1. Create a Sheet subclass

When VisiData tries to open a source with filetype foo, it tries to call open_foo(path), which should return an instance of Sheet, or raise an error. path is a Path object of some kind.

def open_foo(path):
    return FooSheet(path.name, source=path)

class FooSheet(Sheet):
    rowtype = 'foobits'

2. Load data into rows

reload() is called when the Sheet is first pushed, and thereafter by the user with ^R.
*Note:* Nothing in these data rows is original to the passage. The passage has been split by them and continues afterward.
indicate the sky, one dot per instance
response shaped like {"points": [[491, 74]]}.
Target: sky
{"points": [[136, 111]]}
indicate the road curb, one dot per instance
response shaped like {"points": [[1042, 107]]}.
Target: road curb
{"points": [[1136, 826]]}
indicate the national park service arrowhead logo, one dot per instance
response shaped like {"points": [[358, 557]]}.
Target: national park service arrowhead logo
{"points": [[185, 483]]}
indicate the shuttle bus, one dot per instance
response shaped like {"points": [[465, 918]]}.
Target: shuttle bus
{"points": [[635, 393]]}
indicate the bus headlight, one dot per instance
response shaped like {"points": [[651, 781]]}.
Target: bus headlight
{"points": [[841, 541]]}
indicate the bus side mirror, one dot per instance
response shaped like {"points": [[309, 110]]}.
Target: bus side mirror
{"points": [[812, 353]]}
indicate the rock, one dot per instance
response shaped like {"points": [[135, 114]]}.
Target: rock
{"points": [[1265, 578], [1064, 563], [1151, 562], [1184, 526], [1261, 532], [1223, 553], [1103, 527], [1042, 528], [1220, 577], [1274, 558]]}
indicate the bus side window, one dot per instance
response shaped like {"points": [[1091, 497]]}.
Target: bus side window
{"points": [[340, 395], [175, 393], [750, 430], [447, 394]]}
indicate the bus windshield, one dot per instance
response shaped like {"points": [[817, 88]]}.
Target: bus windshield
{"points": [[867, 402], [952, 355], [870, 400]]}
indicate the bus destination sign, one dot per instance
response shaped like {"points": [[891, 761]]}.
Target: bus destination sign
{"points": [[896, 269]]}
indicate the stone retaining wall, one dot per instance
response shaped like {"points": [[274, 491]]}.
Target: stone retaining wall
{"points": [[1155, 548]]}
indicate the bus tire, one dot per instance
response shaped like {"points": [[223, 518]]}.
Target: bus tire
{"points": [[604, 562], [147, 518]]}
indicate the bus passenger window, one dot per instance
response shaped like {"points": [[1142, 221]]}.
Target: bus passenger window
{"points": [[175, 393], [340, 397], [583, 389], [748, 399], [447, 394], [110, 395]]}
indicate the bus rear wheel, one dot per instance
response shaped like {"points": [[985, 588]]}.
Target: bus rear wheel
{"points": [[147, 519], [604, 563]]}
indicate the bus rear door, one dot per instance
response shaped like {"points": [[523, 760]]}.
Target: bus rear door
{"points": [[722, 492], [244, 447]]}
Using the Sheet source, reload populates rows:

class FooSheet(Sheet):
    rowtype = 'foobits'  # rowdef: foolib.Bar object
    def reload(self):
        self.rows = []
        for r in crack_foo(self.source):
            self.rows.append(r)

Making the loader asynchronous

The above code will probably work just fine for smaller datasets, but a large enough dataset will cause the interface to freeze. Fortunately, making an async loader is pretty straightforward:

  1. Add @asyncthread decorator on the reload method, which causes it to be launched in a new thread.

  2. Wrap the iterator with Progress. This updates the progress percentage as it passes each element through.

  3. Append each row one at a time. Do not use a list comprehension; rows should become available as they are loaded.

  4. Do not depend on the order of rows after they are added; e.g. do not reference rows[-1]. The order of rows may change during an asynchronous loader.

  5. Catch any Exceptions that might be raised while handling a specific row, and add them as the row instead. Never use a bare except: clause or the loader thread will not be cancelable with Ctrl+C.

async example

class FooSheet(Sheet):
    ...
    @asyncthread
    def reload(self):
        self.rows = []
        for bar in Progress(foolib.iterfoo(self.source.open_text())):
            try:
                r = foolib.parse(bar)
            except Exception as e:
                r = e
            self.rows.append(r)

Test the loader with a large dataset to make sure that:

3. Enumerate the columns

Each sheet has a unique list of columns. Each Column provides a different view into the row.

class FooSheet(Sheet):
    rowtype = 'foobits'  # rowdef: foolib.Bar object

    columns = [
        ColumnAttr('name'),  # foolib.Bar.name
        Column('bar', getter=lambda col,row: row.inside[2],
                      setter=lambda col,row,val: row.set_bar(val)),
        Column('baz', type=int, getter=lambda col,row: row.inside[1]*100)
    ]

In general, set columns as a class member. If the columns aren't known until the data is being loaded, reload() should first call self.columns.clear(), and then call self.addColumn(col) for each column at the earliest opportunity.

Column properties

Columns have a few properties, all of which are optional arguments to the constructor except for name:

The getter lambda

The getter is the essential functionality of a Column.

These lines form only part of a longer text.